ナシャの方を見ると、ナイフを持っている斥候ゴブリン達に対して上手く立ち回っている。避けて短剣で斬りつけるといったルーティーンでどんどんゴブリンを戦闘不能にしていった。やはり元々パーティを組まずに一人でトレジャーハントを行ってきただけはある。こういう1対集団の戦いにも慣れているのだろう。
ビアルはというと、シーヴェルクさんが戦っているゴブリンに対して魔法で援護している。ビアルは詠唱魔法しか使えない。長い詠唱をするのでシーヴェルクさんから距離をとったゴブリンを削るといった方法のようである。

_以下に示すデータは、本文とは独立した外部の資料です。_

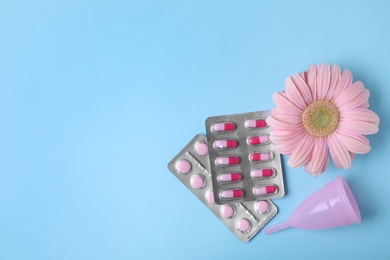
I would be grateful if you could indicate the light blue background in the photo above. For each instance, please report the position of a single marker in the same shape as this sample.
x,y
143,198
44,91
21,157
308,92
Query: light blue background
x,y
96,97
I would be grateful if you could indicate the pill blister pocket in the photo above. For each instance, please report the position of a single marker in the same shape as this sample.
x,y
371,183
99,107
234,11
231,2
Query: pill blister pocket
x,y
191,167
243,163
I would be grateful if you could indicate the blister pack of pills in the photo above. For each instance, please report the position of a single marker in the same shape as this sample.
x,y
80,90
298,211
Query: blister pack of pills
x,y
243,164
191,167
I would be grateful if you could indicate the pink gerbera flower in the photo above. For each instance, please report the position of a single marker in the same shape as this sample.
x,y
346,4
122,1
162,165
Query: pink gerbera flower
x,y
322,109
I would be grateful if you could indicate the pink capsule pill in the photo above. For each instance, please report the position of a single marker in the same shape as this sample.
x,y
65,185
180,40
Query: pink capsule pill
x,y
225,144
261,173
229,177
210,197
243,225
197,181
227,161
201,149
258,123
227,211
256,140
264,190
262,206
223,127
183,166
231,194
257,157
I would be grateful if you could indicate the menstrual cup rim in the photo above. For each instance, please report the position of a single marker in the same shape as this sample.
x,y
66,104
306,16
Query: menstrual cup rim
x,y
349,199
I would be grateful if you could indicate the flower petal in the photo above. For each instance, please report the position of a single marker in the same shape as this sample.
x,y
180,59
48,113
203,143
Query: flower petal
x,y
281,101
360,114
349,94
293,94
360,101
302,151
345,81
361,127
303,88
302,74
335,74
323,80
319,157
278,125
339,152
354,142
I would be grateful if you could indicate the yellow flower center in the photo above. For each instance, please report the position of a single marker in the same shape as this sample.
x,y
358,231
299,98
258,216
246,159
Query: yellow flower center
x,y
321,118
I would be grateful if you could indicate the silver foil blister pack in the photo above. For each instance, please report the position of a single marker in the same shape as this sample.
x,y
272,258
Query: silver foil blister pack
x,y
191,167
243,163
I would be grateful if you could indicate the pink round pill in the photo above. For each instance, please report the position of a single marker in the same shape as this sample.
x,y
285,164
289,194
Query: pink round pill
x,y
201,148
243,225
210,197
197,181
183,166
262,206
227,211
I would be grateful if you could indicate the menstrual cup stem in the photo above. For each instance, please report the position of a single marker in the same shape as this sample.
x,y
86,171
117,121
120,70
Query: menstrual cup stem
x,y
277,227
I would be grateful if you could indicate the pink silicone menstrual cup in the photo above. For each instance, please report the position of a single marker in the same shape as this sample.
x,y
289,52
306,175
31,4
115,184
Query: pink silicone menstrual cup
x,y
331,206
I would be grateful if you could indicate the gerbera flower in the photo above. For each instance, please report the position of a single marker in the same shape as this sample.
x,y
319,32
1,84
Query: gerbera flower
x,y
322,110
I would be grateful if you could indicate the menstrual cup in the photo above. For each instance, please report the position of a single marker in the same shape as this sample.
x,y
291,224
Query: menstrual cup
x,y
331,206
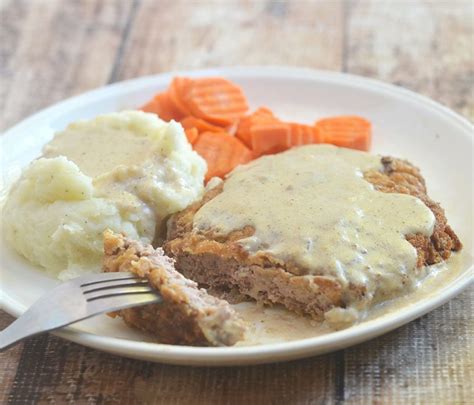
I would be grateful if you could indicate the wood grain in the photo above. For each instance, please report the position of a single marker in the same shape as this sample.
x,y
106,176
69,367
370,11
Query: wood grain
x,y
222,33
425,46
46,46
53,49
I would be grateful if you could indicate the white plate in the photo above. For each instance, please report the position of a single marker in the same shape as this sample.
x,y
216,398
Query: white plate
x,y
405,124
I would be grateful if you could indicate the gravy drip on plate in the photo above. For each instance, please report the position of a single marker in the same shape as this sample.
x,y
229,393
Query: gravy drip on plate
x,y
312,207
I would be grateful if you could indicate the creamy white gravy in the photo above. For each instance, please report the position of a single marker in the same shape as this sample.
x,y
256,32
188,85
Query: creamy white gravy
x,y
97,152
277,324
312,207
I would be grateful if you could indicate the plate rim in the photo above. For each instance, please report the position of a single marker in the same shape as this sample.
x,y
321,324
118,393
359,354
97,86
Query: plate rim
x,y
273,352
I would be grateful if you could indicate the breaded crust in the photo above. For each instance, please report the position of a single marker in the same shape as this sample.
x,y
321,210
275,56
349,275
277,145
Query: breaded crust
x,y
220,262
187,315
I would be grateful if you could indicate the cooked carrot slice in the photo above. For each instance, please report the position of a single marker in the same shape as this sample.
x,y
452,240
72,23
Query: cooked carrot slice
x,y
221,152
259,116
216,100
199,124
152,106
191,134
347,131
177,91
301,134
268,138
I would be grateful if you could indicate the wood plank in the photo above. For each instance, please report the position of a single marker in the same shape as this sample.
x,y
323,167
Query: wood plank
x,y
55,49
179,35
425,46
50,51
8,361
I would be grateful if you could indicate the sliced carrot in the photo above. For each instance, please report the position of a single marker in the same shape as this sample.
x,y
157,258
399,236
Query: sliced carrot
x,y
216,100
260,116
152,106
301,134
192,134
221,152
177,91
268,138
346,131
199,124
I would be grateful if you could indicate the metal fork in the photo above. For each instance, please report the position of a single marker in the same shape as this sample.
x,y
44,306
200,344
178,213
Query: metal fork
x,y
79,299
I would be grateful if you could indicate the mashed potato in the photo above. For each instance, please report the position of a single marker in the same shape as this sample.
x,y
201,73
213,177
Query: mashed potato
x,y
125,171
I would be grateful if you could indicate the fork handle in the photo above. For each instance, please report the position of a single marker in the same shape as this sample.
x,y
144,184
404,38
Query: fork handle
x,y
15,332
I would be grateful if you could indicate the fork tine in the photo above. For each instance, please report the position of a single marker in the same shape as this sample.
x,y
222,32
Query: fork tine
x,y
114,302
67,303
114,284
119,290
99,278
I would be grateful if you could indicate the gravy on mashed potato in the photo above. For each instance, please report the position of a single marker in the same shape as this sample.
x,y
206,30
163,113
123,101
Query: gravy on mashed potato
x,y
125,171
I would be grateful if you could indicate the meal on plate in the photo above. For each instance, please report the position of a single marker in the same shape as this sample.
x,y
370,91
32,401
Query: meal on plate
x,y
215,204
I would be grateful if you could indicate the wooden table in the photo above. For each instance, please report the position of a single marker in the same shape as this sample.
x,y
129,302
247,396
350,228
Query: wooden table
x,y
52,49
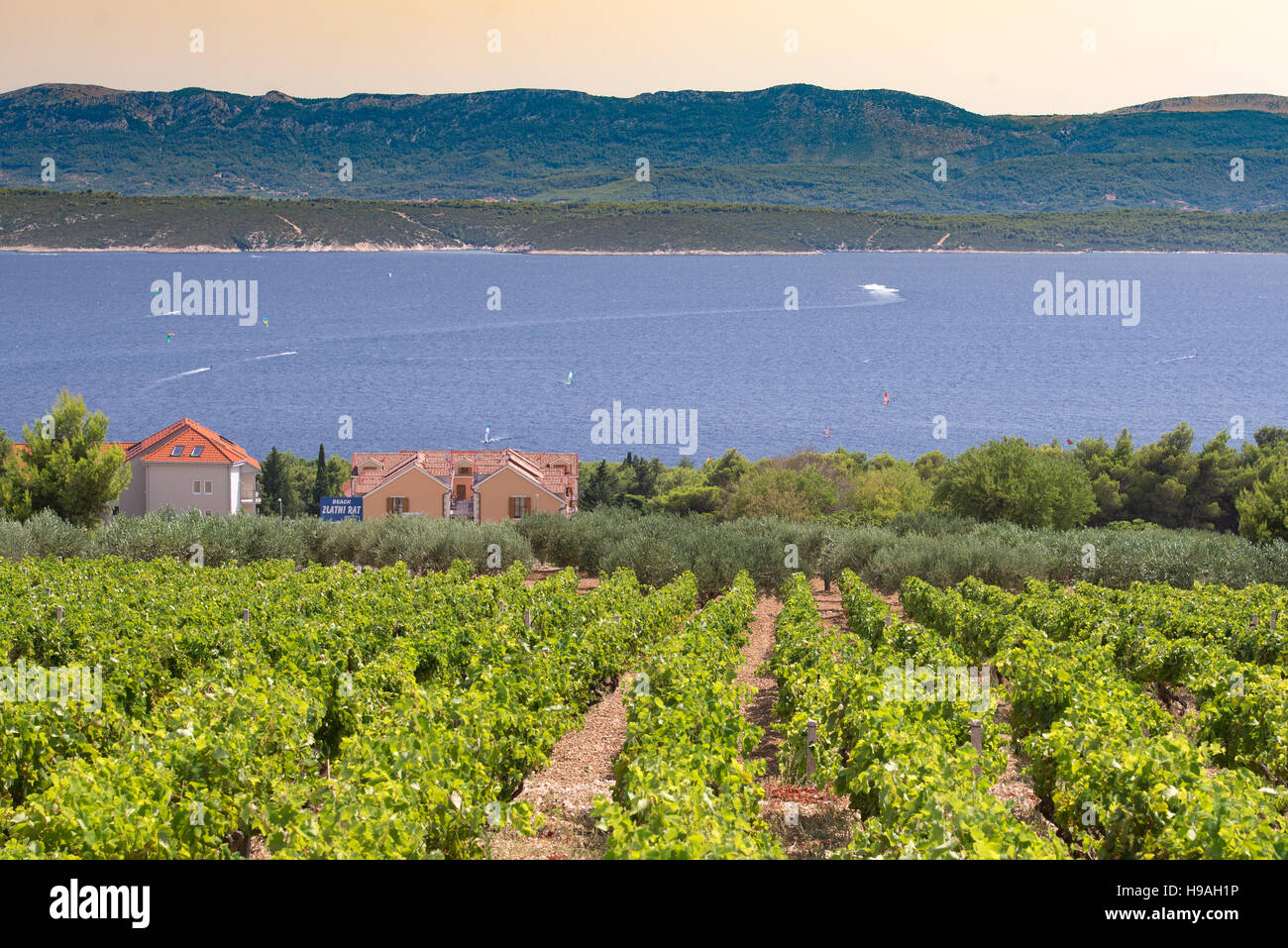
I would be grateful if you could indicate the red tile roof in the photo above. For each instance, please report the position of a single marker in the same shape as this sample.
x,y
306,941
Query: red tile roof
x,y
188,434
539,466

メリルさんは、何故かお茶の準備と、逃走しようとしたゴブリンの掃除をしていた。メリルさんの場合は強すぎて何をしているのかわからない状態である。
結局、20分もしないうちにゴブリンの偵察部隊は壊滅させたのであった。
「パーティとは一体……」
なんというか、連携も何も無いパーティだなとあたしは思った。メリルさんが突出しているのがやはり気になるが、そこは気にしないで置く。気にしたら、メリルさんだけで良いんじゃないかなってノリになっちゃうしね。
「まあ、確かに。これじゃあ完全に烏合の衆ね」
「みんなばらばらだったものね」
こういうのはゴブリンの比較的小さい群れだったから討伐できただけの話である。もっと大きい群れだったり、魔王と戦うのにこれではどうしようもない。といっても、あたしもそこまで指示が出せるほど戦闘経験も無いので、どこを改善したら良さそうかを考えつかなかった。

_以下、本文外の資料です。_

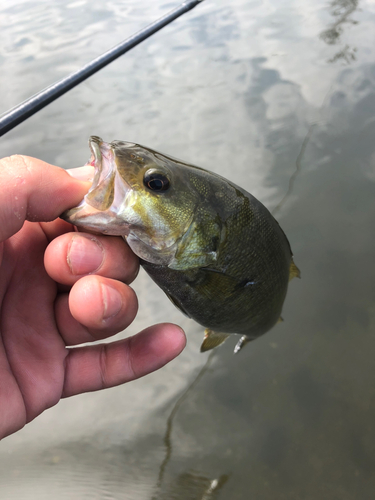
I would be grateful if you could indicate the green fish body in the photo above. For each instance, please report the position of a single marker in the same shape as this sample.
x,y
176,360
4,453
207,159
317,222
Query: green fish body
x,y
213,248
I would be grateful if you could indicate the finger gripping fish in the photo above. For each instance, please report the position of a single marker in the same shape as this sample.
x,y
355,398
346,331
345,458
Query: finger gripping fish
x,y
213,248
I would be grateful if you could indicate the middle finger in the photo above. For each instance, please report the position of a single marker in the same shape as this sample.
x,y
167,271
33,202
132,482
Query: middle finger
x,y
71,256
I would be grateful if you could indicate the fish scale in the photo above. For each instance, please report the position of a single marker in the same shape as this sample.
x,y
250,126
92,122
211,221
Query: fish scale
x,y
212,247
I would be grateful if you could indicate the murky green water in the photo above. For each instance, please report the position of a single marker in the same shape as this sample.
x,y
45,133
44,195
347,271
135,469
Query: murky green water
x,y
278,96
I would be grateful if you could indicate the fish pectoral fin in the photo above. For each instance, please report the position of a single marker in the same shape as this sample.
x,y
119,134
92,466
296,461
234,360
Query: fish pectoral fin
x,y
294,272
213,339
241,343
196,248
177,304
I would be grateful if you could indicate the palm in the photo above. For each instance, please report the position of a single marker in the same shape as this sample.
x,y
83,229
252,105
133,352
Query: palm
x,y
55,293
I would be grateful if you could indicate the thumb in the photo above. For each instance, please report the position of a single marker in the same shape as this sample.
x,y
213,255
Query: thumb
x,y
33,190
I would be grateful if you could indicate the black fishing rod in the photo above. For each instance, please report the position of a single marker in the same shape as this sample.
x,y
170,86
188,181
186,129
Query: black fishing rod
x,y
37,102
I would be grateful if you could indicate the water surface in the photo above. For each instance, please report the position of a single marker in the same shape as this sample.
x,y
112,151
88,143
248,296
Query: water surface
x,y
280,98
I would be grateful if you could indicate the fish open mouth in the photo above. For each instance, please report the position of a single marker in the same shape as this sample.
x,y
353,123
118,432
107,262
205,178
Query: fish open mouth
x,y
99,210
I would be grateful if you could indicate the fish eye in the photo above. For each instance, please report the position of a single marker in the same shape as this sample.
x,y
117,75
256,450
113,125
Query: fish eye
x,y
156,181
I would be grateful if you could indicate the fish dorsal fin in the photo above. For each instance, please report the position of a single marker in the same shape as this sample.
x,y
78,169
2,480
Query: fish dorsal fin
x,y
213,339
294,272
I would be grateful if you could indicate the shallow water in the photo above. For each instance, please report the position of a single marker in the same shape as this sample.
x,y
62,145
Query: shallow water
x,y
280,98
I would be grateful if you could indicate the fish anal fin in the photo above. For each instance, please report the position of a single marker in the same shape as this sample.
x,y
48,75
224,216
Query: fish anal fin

とりあえず、今後の課題としてゴブリンの遺体を通路から片付けよう。
「あ、エル、待ってね。討伐証明部位を切り取っておかないとね」
「討伐証明部位?」
「そうよ。ゴブリンの場合は耳ね」
そう言いつつ、ゴブリンの耳を削いでいくナシャとビアル。
「討伐証明部位を提出すると、ギルドから正式に討伐数をカウントしてもらえるのよ。当然ながら昇級にも関係してくるから、全身消し炭はやめておいた方が良いわ」
「なるほど」
確かに、ビアルが魔法で倒したゴブリンは頭部だけが綺麗に残されている。比べてあたしは消し炭にしてるので、骨もボロボロな状態である。
「次からは気をつけるわ」
「うん、よろしくー」
あたし達は証明部位を回収した後、ゴブリン達が使っていた装備を馬車に放り込み、魔法で遺体を消し炭にして、その場を後にしたのだった。